When the U.S. Supreme Court decided in Citizens United that companies should be as free as individuals to exercise political speech through campaign contributions, the justices gave weight to the idea that “corporate democracy” would let shareholders keep tabs on how company money was being spent.
Problem is, no mechanism exists to guarantee uniform disclosure of political expenditures by corporations.
That’s why New York Comptroller Thomas DiNapoli, the Council of Institutional Investors and others have been trying since the 2010 decision to get companies to reveal where money is being directed. They’ve written letters to corporate boards, submitted resolutions for shareholder consideration at annual meetings and, most recently, gone to court.
DiNapoli took the latter tack with Qualcomm Inc., filing suit in January against the manufacturer and marketer of mobile products and services. Last Friday, the sides announced a settlement under which the lawsuit would be dropped and Qualcomm would post its corporate political spending.
The list of expenditures was up on Qualcomm’s website immediately, along with a four-page policy on how decisions about federal, state and local campaign contributions would be made. The action earned the company praise as “a standard bearer for corporations looking to provide stockholders with transparency with respect to its political spending.”
The lawsuit, though, offers some insight into the slog to that goalpost.
DiNapoli is sole trustee of the $150 billion New York State Common Retirement Fund, the third largest institutional investor in the nation.
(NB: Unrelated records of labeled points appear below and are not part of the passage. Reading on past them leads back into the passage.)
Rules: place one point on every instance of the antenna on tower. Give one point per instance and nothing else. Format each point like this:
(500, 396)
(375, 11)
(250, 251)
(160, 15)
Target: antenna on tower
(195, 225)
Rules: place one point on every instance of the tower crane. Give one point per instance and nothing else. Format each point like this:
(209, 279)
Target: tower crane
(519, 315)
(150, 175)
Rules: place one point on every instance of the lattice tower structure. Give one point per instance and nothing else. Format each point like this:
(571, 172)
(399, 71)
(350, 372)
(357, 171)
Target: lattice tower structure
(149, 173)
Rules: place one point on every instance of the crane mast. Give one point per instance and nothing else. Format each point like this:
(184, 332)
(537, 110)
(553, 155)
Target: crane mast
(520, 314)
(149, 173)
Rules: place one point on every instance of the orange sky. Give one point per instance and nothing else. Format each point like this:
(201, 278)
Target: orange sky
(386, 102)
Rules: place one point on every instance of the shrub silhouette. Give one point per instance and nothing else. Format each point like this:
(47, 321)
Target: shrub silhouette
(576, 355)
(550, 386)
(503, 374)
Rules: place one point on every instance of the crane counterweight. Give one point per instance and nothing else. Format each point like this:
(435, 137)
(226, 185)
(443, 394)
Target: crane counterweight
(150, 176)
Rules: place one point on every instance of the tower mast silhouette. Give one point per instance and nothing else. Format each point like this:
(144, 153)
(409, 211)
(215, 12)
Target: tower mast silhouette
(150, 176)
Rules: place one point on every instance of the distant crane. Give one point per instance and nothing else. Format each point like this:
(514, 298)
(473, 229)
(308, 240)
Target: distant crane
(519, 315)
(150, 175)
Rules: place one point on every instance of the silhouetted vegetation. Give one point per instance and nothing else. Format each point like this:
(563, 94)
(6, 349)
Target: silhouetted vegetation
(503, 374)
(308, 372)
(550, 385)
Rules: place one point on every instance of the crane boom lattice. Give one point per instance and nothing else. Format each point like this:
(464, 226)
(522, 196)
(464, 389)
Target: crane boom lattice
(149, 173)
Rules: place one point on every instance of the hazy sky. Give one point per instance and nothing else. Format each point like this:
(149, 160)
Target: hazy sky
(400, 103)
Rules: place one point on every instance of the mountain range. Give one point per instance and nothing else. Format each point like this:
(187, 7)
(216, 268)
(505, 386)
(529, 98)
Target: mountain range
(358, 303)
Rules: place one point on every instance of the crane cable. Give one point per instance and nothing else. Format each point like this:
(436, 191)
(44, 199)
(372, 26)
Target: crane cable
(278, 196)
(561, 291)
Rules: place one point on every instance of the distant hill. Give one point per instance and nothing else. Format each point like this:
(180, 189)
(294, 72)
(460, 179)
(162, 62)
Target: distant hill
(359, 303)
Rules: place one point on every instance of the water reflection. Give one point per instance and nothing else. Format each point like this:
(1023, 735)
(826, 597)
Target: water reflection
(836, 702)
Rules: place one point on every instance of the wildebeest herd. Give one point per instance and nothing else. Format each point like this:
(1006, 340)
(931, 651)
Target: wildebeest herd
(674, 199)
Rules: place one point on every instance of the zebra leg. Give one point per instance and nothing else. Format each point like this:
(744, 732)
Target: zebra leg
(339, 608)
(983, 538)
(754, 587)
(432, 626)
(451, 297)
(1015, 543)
It owns 6.1 million Qualcomm shares — the largest stake by a public pension in the company — valued at about $378 million.
That gives DiNapoli a pretty big club to wield, but he still was unable to get Qualcomm to open its books on political spending. He started asking formally for access last summer, but through the fall and winter, Qualcomm “adopted a variety of tactics to delay engaging with the fund,” the lawsuit states.
Even before Citizens United, the Common Retirement Fund “recognized the risks to shareholder value that are posed by corporate political spending,” according to the lawsuit, and urged companies to be more transparent on their expenditures.
DiNapoli’s office has pushed disclosure through proxy resolutions — or the threat of them — at annual shareholder meetings. In 2011 and 2012, it filed 27 such resolutions; for the 2013 meeting season, 26 have been filed.
But the Common Retirement Fund, which has stakes in 1,500 U.S. companies, doesn’t want to have to negotiate with each one to get a look at their political spending, DiNapoli wrote in a letter to the Securities and Exchange Commission last year.
“Only a uniformly applied disclosure requirement promulgated by the SEC can assure that investors will have the level of disclosure of political spending necessary for informed decision-making on a portfolio-wide basis,” he said.
The SEC website indicates the agency could have a proposed disclosure rule to consider by April, but no one is betting it’s a sure thing. Thousands of letters both for and against the idea have been filed.
One SEC commissioner, though, has been vocal in support of greater disclosure. In speeches he has given, Luis Aguilar likens the issue to SEC rules released in 2009 that required added disclosure on CEO pay and board makeup.
“A well-drafted rule would improve both the quality and comparability of disclosure, as well as helping to provide a level playing field for issuers,” he offered earlier this month.